On August 1, 1988, WSA commissioner, Bill Sage, announced that the league had begun to lay the groundwork for a future national professional outdoor soccer league which would follow the master plan set down on July 30 in Philadelphia by the USSF's ad hoc committee detailing the framework for America's planned national professional league. That committee was made up of Sage, USSF president Werner Fricker, USSF International Games Committee Chief Sunil Gulati, USSF general secretary Keith Walker, and ASL commissioner Chuck Blazer.
Sage also announced that the WSA would become a fully professional league starting with the 1990 season. In late November of 1988, the organization officially changed its name to the Western Soccer League. Before the fall league meetings, the San Jose Earthquakes dropped out of the league. Along with the Arizona Condors, four other teams were added as members: Real Santa Barbara; San Francisco Bay Blackhawks; F.C. Sacramento Jazz; and Salt Lake City. The latter franchise would sit out 1989 and join the league for the 1990 season.

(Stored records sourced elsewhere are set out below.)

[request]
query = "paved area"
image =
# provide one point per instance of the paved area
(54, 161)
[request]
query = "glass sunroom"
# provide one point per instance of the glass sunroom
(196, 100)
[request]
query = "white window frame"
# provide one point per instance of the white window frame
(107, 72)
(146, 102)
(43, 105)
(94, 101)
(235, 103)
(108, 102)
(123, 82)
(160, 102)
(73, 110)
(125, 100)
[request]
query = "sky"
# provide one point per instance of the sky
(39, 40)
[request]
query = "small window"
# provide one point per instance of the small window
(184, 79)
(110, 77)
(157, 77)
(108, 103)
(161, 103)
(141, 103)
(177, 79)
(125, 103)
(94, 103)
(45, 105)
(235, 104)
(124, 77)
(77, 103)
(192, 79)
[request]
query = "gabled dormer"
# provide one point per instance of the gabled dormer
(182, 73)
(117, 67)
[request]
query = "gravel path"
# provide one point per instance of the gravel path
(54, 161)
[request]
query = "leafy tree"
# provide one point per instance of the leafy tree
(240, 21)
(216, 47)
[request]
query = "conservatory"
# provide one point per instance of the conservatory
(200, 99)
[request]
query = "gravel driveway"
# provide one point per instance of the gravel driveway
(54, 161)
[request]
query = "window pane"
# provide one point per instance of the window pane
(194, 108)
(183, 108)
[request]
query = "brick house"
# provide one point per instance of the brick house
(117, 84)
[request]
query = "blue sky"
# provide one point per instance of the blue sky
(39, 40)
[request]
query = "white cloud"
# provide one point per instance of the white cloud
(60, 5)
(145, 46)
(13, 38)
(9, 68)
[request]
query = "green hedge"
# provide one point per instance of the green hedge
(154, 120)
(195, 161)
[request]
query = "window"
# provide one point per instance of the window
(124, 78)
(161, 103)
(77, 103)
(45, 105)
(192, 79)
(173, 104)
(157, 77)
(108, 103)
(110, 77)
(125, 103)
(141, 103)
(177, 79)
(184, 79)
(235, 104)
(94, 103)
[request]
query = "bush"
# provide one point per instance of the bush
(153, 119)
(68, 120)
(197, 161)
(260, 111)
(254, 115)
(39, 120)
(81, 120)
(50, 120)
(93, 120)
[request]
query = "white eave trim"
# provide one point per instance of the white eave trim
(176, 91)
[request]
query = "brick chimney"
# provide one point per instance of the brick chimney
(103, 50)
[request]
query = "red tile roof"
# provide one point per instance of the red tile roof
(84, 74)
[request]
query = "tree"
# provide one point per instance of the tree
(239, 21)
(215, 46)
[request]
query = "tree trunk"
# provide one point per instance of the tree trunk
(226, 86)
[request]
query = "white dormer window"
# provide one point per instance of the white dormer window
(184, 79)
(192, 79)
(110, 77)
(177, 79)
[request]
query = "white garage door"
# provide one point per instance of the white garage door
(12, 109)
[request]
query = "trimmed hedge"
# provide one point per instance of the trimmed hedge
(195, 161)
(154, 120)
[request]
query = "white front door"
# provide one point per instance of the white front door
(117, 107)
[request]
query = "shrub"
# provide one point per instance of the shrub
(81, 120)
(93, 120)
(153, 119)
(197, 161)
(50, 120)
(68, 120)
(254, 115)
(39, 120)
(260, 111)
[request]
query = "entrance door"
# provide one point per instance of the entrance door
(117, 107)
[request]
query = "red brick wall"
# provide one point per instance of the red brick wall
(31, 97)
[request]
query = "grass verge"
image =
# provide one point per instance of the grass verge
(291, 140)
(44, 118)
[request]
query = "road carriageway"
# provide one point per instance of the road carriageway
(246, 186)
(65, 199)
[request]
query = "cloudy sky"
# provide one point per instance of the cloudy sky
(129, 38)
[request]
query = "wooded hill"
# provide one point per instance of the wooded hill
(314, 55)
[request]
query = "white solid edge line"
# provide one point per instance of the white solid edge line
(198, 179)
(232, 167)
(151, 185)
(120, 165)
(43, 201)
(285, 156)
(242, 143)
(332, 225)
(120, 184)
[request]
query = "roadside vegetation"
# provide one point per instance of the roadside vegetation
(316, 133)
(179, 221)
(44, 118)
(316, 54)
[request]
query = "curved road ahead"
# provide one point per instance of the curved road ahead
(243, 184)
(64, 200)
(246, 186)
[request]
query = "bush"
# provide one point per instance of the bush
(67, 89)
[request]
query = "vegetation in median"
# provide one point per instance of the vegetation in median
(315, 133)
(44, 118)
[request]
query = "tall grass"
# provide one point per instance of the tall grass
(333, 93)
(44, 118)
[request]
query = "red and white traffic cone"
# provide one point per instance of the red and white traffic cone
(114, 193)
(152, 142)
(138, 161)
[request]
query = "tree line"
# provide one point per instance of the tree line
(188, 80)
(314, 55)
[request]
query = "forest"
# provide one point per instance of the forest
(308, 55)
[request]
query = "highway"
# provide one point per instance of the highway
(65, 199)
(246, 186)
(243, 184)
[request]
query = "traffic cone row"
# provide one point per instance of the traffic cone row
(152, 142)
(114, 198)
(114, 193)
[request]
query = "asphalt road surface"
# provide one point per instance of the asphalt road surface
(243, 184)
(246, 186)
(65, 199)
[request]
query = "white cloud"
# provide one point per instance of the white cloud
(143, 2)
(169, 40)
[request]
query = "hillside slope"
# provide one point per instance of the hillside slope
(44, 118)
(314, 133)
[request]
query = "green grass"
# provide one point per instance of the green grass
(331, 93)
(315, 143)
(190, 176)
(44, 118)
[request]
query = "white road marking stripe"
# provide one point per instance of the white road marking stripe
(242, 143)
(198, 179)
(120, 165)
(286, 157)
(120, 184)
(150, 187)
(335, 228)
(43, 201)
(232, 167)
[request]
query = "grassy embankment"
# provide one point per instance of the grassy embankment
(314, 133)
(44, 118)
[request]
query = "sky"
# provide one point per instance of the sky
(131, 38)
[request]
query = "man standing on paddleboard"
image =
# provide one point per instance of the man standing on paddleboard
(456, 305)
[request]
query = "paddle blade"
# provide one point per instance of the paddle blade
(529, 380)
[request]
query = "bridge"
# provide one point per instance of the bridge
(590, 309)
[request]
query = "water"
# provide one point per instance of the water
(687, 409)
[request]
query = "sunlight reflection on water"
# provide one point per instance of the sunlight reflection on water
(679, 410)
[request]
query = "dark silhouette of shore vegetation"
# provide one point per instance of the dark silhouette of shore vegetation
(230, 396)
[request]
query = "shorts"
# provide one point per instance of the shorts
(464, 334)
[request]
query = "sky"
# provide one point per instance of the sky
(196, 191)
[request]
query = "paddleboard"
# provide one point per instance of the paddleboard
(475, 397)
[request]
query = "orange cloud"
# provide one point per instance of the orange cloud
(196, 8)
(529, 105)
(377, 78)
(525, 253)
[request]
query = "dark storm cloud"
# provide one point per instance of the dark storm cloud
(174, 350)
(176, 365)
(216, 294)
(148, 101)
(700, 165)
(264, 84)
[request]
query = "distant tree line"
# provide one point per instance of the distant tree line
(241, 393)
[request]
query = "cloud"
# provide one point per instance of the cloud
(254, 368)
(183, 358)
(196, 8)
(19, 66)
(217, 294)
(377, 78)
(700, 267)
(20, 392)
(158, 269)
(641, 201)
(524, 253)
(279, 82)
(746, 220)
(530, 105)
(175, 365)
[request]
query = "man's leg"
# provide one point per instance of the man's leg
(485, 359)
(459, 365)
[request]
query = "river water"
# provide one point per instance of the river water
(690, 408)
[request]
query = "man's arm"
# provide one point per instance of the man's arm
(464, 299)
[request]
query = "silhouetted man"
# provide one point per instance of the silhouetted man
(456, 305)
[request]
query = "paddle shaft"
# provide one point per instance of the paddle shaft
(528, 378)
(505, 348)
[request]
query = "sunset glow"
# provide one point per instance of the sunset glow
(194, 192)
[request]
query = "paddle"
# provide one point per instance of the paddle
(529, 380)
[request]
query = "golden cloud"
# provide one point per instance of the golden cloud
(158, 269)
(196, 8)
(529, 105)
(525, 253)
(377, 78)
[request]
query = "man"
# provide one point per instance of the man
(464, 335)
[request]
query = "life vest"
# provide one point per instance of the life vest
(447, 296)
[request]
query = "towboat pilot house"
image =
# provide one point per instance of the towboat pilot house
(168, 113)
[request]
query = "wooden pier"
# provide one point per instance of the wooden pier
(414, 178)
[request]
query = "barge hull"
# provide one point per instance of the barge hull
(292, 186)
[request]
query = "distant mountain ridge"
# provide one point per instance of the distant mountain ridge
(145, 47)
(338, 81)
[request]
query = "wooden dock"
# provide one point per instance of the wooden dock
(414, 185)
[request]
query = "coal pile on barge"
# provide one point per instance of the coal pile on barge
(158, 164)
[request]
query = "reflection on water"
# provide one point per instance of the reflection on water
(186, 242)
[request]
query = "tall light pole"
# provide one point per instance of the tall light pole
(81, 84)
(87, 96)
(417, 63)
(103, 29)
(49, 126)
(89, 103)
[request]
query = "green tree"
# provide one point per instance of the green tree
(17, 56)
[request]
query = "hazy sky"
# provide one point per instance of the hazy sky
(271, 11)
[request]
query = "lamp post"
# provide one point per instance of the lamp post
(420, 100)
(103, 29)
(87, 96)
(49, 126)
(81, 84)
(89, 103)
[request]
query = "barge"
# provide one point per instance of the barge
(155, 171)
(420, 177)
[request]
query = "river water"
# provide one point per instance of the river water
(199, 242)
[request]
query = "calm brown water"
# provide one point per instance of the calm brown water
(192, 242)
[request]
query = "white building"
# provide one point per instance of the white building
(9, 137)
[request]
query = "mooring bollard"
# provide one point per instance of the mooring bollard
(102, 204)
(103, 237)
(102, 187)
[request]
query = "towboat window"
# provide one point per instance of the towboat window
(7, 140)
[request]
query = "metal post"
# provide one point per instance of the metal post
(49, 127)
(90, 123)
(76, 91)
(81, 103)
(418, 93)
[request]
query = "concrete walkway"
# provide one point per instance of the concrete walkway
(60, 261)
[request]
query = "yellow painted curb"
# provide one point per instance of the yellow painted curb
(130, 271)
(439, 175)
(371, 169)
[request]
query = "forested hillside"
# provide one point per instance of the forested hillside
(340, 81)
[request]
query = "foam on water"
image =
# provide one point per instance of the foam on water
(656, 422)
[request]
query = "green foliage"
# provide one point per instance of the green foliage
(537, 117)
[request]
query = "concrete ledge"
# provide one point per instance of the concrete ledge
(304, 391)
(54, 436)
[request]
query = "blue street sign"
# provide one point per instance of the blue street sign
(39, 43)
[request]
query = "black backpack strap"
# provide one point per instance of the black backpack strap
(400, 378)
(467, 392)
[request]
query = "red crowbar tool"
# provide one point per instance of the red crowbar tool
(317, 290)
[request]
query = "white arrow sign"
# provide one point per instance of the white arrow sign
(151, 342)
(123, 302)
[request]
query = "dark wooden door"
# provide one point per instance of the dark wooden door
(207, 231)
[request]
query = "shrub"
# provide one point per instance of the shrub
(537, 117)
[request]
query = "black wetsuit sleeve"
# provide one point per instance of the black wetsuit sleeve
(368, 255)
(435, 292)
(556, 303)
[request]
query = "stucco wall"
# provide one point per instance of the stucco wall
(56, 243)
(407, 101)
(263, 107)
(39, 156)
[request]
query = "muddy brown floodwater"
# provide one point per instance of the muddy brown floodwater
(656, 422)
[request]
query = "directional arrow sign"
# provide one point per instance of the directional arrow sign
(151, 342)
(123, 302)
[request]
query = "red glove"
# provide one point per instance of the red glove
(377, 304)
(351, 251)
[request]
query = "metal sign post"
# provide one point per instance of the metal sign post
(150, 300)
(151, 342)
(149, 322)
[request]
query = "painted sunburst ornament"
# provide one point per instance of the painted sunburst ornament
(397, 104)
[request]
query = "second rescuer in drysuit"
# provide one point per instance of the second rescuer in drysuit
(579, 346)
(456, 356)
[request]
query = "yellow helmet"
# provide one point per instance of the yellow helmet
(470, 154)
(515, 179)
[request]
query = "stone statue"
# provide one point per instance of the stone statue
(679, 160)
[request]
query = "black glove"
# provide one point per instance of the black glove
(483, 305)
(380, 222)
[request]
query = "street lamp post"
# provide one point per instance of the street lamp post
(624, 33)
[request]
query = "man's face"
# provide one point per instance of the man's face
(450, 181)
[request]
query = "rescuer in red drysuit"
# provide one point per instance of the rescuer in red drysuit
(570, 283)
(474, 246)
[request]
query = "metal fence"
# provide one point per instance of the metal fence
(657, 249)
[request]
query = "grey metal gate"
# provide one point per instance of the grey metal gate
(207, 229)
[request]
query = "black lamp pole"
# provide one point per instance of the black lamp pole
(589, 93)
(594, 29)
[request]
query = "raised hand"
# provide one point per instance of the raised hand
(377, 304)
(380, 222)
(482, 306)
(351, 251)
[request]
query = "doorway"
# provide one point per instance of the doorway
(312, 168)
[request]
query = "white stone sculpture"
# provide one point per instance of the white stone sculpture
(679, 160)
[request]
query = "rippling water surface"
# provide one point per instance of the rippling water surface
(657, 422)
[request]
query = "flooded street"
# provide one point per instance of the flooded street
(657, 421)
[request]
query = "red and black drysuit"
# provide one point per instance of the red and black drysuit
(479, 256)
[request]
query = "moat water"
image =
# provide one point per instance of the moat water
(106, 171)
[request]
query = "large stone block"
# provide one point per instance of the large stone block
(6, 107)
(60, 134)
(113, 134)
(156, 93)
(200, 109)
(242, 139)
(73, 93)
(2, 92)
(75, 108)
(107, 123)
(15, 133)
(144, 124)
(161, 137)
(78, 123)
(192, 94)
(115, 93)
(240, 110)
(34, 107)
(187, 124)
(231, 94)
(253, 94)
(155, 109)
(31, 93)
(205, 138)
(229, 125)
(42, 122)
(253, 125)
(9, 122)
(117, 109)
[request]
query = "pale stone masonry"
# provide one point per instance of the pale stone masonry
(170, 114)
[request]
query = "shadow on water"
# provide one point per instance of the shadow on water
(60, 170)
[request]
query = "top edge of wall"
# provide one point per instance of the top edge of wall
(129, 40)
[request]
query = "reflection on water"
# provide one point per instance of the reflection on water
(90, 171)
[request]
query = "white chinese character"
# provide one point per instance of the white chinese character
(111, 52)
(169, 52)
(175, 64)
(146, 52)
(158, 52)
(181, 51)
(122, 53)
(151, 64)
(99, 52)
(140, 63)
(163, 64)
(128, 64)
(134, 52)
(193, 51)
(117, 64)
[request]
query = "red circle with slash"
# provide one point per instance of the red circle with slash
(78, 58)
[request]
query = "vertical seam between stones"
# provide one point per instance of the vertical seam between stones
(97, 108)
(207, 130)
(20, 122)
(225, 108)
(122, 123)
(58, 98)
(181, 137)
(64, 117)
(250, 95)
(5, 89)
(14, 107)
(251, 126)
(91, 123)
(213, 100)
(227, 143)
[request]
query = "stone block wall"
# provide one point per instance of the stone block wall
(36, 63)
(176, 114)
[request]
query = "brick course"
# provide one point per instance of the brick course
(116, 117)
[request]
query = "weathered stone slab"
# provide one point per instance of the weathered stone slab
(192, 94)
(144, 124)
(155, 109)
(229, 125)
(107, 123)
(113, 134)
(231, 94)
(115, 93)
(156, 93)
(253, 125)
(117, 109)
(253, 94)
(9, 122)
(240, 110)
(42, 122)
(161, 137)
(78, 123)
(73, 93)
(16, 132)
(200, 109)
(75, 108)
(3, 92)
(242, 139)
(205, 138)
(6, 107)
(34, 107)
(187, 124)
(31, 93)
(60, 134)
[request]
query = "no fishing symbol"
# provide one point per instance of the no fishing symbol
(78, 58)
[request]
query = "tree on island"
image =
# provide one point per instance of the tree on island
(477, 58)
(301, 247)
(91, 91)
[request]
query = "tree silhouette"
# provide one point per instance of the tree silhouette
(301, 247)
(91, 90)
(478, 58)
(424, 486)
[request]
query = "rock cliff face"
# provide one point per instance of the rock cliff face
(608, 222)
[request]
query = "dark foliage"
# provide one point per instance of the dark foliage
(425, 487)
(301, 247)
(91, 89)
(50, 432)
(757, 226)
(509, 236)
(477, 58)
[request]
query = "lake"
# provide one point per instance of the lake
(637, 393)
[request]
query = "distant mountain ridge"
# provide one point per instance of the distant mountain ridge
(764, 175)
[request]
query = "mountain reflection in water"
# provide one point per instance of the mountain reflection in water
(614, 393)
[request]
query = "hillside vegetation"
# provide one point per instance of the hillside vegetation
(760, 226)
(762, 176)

The WSL was classified for the 1989 season as a Division III regional (amateur/semi-professional) league within the USSF's proposed three-tiered "Professional League" set for operation by 1992. The league planned to move up to Division II professional states for the 1990 season. It was understood that the USSF's First Division would be comprised of those Division II franchises that are financially solvent enough to participate in a fully national professional program. The USSF's national plan included competition in three divisions. Its rules allowed up to 32 teams in Division I, four regions of 12 teams each in Division II, and eight leagues of 12 teams each in Division III.
In order to upgrade the San Diego Nomad's franchise with WSL's mandate to move toward a professional league, one option for the club was to convert their franchise from a non-profit, amateur entity into a limited partnership. Prior to the 1989 season, the Nomads was bought by Jerry Burwell. He moved to double the club's budget to be more than double that in 1988. The league dictated that, in 1990, the team's budget to be three times what is was in the 1989 season.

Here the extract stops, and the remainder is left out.